Critical minerals really are in supplying electric vehicle development

Baron Hill

Colorado recently received $57 million from the federal government to help the state transition to the use of more electric vehicles (EVs). 

The National Electric Vehicle Infrastructure Program established by last year’s bipartisan infrastructure law will help states like Colorado build charging stations along interstate corridors and is part of the Biden administration’s goals of reducing climate emissions. 

However, limited access in the United State to essential critical minerals could imperil state and national plans for EVs and charging networks.

While electric vehicles offer a promising new means of affordable transportation, manufacturers still need critical minerals to build batteries for those EVs. Charging stations aside, we won’t be able to roll out EVs without enough batteries. Fortunately, the government can help by establishing strong supply chains to meet rising demand. We must act swiftly. Without access to a reliable supply of critical minerals, our EV goals will fail.

China is the world leader in producing and processing critical minerals. Public officials are aware of this dynamic, as an early executive order from President Joe Biden outlined the importance of establishing stronger critical mineral supply chains. In a June 2021 report, the White House outlined China’s control of this sector, noting the overwhelming majority of lithium and cobalt run through Chinese state-owned companies.

Fortunately, the federal government is working to challenge Beijing’s market control. The U.S. Department of Energy will launch a $675 million effort to strengthen critical mineral supply chains. Part of the DOE’s efforts is to develop domestic processing and production capacity. The goal is to strengthen America’s position as a global manufacturing leader.

While well intended, the U.S. isn’t equipped to produce the critical minerals we rely upon other countries to develop. We can look at China’s control of cobalt as an example. Even though the Democratic Republic of Congo possesses most of the world cobalt reserves, China dominates the processing of cobalt.  China’s market dominance is in part embodied by their extensive facilities, although China’s part is massively distorted because of state-directed subsidies and other cases of market manipulation. Even if the U.S. were to open more mines domestically, refining and processing these critical minerals would be prohibitively expensive.

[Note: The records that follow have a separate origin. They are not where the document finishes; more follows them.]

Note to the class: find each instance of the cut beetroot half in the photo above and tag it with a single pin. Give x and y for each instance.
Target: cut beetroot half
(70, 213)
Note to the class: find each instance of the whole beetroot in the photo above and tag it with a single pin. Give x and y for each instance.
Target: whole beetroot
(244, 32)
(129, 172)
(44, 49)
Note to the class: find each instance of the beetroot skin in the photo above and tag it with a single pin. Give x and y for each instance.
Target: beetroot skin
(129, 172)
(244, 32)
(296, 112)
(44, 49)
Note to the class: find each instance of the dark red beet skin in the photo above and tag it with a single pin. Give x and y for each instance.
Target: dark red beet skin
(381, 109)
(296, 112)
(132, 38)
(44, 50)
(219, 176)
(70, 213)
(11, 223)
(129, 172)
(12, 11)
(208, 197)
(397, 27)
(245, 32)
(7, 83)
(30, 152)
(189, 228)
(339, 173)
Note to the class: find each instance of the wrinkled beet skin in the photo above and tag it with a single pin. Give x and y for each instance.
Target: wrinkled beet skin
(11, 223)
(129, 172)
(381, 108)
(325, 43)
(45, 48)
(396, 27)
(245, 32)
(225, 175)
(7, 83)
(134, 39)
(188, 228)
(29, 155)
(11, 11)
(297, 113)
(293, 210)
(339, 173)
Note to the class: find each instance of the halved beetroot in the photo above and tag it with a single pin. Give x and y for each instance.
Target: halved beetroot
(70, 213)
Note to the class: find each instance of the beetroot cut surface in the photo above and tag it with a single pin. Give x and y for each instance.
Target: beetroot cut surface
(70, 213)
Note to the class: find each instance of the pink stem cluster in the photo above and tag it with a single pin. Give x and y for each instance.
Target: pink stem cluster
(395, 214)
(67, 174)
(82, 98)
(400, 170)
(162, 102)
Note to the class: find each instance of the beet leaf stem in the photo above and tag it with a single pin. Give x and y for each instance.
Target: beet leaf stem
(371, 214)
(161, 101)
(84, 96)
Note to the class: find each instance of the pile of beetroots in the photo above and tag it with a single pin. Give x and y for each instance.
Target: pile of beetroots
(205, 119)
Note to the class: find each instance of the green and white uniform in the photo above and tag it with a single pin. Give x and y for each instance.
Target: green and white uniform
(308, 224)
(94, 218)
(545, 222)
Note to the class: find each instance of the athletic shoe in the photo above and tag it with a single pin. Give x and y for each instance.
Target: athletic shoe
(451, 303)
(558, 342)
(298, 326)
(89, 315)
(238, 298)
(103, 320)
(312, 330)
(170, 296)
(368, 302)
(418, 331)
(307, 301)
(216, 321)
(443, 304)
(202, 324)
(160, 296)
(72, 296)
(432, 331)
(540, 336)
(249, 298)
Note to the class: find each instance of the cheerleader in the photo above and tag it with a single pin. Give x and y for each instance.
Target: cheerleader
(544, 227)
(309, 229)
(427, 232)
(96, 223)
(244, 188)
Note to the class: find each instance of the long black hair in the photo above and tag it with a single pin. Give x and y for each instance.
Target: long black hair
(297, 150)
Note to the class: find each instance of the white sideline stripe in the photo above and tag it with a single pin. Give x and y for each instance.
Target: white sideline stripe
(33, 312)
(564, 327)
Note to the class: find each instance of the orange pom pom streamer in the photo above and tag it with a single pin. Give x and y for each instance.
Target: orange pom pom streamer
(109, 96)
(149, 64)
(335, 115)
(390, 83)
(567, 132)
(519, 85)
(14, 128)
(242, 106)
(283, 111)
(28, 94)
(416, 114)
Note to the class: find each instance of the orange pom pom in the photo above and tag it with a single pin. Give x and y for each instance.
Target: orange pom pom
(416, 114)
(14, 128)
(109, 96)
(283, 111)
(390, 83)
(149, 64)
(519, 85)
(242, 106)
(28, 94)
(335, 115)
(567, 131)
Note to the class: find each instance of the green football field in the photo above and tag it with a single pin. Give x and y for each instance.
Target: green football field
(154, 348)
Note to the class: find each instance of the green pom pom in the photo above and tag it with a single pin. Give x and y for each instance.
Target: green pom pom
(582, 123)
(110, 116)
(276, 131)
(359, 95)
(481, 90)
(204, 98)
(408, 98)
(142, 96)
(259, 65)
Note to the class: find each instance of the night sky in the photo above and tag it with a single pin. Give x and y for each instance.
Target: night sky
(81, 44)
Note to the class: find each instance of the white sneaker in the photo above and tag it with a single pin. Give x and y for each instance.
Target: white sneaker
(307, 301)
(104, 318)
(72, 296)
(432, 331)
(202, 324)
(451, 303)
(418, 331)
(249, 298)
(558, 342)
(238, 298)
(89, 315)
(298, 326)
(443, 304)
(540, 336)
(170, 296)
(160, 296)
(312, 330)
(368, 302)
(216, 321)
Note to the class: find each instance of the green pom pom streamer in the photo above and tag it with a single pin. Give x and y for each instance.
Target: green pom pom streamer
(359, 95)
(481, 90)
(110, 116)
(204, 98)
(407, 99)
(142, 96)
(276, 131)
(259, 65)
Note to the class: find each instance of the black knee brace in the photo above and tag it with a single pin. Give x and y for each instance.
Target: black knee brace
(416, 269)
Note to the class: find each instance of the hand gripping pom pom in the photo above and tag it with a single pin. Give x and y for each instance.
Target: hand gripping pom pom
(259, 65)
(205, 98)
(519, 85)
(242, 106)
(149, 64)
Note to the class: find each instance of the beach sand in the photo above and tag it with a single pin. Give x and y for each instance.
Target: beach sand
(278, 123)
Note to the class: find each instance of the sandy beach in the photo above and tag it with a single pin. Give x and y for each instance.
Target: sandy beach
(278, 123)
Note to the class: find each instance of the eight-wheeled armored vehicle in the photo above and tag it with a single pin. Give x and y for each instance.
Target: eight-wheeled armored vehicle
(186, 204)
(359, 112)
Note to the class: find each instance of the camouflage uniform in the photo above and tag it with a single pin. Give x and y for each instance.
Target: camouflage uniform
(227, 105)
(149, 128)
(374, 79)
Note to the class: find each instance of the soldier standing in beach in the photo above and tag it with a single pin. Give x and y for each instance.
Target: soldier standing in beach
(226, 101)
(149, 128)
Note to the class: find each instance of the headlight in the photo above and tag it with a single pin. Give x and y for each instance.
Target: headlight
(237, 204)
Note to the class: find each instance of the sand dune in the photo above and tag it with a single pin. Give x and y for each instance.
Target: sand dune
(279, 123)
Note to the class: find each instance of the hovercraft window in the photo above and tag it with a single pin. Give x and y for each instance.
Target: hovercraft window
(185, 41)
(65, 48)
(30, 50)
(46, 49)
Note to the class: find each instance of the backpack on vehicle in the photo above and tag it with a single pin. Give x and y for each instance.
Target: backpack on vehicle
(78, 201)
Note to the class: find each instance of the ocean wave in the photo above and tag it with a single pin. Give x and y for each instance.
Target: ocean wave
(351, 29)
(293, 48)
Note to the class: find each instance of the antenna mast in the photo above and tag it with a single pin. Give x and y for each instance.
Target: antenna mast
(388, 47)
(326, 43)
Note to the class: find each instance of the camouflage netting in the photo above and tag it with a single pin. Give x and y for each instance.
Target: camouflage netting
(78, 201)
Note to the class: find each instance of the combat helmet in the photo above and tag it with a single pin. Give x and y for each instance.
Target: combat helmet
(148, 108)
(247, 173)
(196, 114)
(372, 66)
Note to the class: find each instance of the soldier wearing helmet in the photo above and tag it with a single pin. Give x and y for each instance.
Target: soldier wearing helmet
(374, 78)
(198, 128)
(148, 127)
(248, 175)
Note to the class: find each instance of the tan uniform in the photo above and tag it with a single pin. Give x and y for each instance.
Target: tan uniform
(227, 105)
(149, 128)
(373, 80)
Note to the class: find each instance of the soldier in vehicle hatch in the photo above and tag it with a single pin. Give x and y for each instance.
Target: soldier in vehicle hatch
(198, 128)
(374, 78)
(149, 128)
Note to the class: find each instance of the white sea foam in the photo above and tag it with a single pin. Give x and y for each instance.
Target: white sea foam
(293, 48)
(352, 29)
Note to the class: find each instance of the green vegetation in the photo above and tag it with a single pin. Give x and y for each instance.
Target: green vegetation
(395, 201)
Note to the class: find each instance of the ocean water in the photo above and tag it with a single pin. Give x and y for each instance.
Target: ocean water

The smartest move forward is for lawmakers to collaborate with publicly traded multinational corporations and foreign countries that already have reliable supply chains of critical minerals. This approach would help quickly and effectively establish resilient supply chains for American manufacturers.
The good news is the Biden Administration is warming to this approach and moving away from focusing only on efforts to reshore critical mineral production and processing.

As for an example on this point, President Biden’s Executive Order 13953 states America “recognizes the continued importance of cooperation on supply chain issues with international partners and allies.” Developing these partnerships will ensure manufacturers can build EV batteries so Americans can enjoy the benefits of important projects like Colorado’s NEVI segment.

A steady and reliable supply chain of critical minerals constitutes the foundation of EV manufacturing and development. Collaborating with multinational companies with reliable access to critical materials will allow the U.S. to manufacture the products of tomorrow like EVs and provide more efficient and energy efficient transportation.  Prioritizing this strategy will also help the U.S. prevent China from solidifying its hold on global critical mineral production and processing.

Colorado and the nation are on the cusp of building a modern charging network for the next generation of EVs.  To realize that dream, the U.S. must build a diverse and reliable supply chain of critical minerals and materials.

Baron Hill represented Indiana’s 9th Congressional District and served on the House Energy and Commerce Committee.  He was a member of the Blue Dog Caucus of moderate Democrats in the U.S. House of Representatives.